Thread-level monitoring (similar to top -H)
Feature Request
Telegraf procstat plugin helps to monitor various processes on the system, but does not take into account the multi-threaded processes (all running with the same main pid , but different thread ids) In Linux, the "top -H" command gives a thread-level metric output.
Proposal:
Add a plugin or extension to procstat/processor plugin to enable thread-level monitoring
Current behavior:
Process-level aggregated output is displayed/stored
Desired behavior:
Thread-level output is desired
Use case: [Why is this important (helps with prioritizing requests)]

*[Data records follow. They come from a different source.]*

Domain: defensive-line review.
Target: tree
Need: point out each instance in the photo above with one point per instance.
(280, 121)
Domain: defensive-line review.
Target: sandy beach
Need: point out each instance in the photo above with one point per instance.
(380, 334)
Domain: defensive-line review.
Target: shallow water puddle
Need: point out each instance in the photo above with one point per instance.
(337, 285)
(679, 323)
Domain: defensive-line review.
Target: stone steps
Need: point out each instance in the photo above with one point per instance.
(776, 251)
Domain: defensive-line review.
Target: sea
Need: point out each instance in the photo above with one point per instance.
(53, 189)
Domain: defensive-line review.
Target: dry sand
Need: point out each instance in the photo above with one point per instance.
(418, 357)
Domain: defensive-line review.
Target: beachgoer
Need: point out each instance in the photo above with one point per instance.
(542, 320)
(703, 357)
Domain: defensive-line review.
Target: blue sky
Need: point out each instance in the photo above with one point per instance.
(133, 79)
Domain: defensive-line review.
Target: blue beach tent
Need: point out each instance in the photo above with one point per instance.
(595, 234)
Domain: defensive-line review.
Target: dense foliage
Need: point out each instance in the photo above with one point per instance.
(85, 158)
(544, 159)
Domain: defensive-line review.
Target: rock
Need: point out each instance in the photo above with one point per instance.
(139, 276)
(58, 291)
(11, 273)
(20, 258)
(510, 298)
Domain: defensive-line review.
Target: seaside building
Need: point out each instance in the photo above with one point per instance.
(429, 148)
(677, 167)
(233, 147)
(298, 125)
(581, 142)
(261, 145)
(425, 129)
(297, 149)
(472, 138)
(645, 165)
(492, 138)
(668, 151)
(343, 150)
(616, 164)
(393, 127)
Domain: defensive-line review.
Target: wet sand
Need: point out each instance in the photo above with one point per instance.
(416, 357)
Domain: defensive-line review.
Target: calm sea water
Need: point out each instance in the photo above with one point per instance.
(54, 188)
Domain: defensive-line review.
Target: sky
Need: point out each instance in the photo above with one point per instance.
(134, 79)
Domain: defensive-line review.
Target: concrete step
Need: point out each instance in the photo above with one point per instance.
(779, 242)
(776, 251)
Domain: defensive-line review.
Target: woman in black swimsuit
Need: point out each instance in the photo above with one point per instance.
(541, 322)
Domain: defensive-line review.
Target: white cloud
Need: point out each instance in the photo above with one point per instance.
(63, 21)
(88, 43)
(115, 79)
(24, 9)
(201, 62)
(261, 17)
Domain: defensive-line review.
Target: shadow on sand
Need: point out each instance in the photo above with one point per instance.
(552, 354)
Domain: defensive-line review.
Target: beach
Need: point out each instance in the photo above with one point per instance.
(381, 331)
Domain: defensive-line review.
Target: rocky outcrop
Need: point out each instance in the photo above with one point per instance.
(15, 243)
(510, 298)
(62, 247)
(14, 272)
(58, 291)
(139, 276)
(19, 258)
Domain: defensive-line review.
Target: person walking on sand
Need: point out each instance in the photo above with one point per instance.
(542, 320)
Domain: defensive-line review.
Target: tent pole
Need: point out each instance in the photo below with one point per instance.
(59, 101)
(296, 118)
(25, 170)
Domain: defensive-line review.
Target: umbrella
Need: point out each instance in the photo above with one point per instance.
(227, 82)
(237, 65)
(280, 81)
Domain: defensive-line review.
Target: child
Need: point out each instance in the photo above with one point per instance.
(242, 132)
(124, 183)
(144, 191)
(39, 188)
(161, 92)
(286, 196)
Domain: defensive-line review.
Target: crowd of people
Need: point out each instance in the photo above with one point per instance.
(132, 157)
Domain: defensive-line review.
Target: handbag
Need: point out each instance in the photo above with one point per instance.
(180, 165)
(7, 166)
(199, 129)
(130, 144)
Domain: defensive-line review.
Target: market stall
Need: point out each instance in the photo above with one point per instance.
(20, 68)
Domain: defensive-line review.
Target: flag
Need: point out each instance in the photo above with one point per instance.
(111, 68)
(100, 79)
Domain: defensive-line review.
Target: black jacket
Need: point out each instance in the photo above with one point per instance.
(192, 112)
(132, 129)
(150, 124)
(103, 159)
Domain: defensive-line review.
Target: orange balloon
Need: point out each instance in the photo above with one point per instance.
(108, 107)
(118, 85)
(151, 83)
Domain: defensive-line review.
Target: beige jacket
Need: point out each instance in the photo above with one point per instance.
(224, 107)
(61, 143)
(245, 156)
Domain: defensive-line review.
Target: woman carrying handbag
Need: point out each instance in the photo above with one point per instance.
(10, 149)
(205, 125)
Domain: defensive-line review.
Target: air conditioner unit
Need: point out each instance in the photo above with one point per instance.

Many processes are multi-threaded and run on different cpus (or vcpus) , and the process output would be an aggregate of all .
Would this be pulled into development anytime soon?
I don't believe the library we are using, gopsutil, can get this information yet. Someone needs to investigate how this data can be acquired and propose a change to the gopsutil project, is this something you could do?
I can do the investigation. But I am no expertise in Go :)
It looks like the threads can be read in the same way to processes from /proc/$LWP. I'll bet this means we would only need to expose an option to search threads like pgrep -w influxdb and wouldn't require any changes to gopsutil.
At least on Linux, the thread info you are looking for is in /proc/$PID/task/$TID. All the handling of this data is already present in gopsutil.
The question I am struggling with is, how does one present the data? Are threads a property of the process? Or is it a separate accumulator metric?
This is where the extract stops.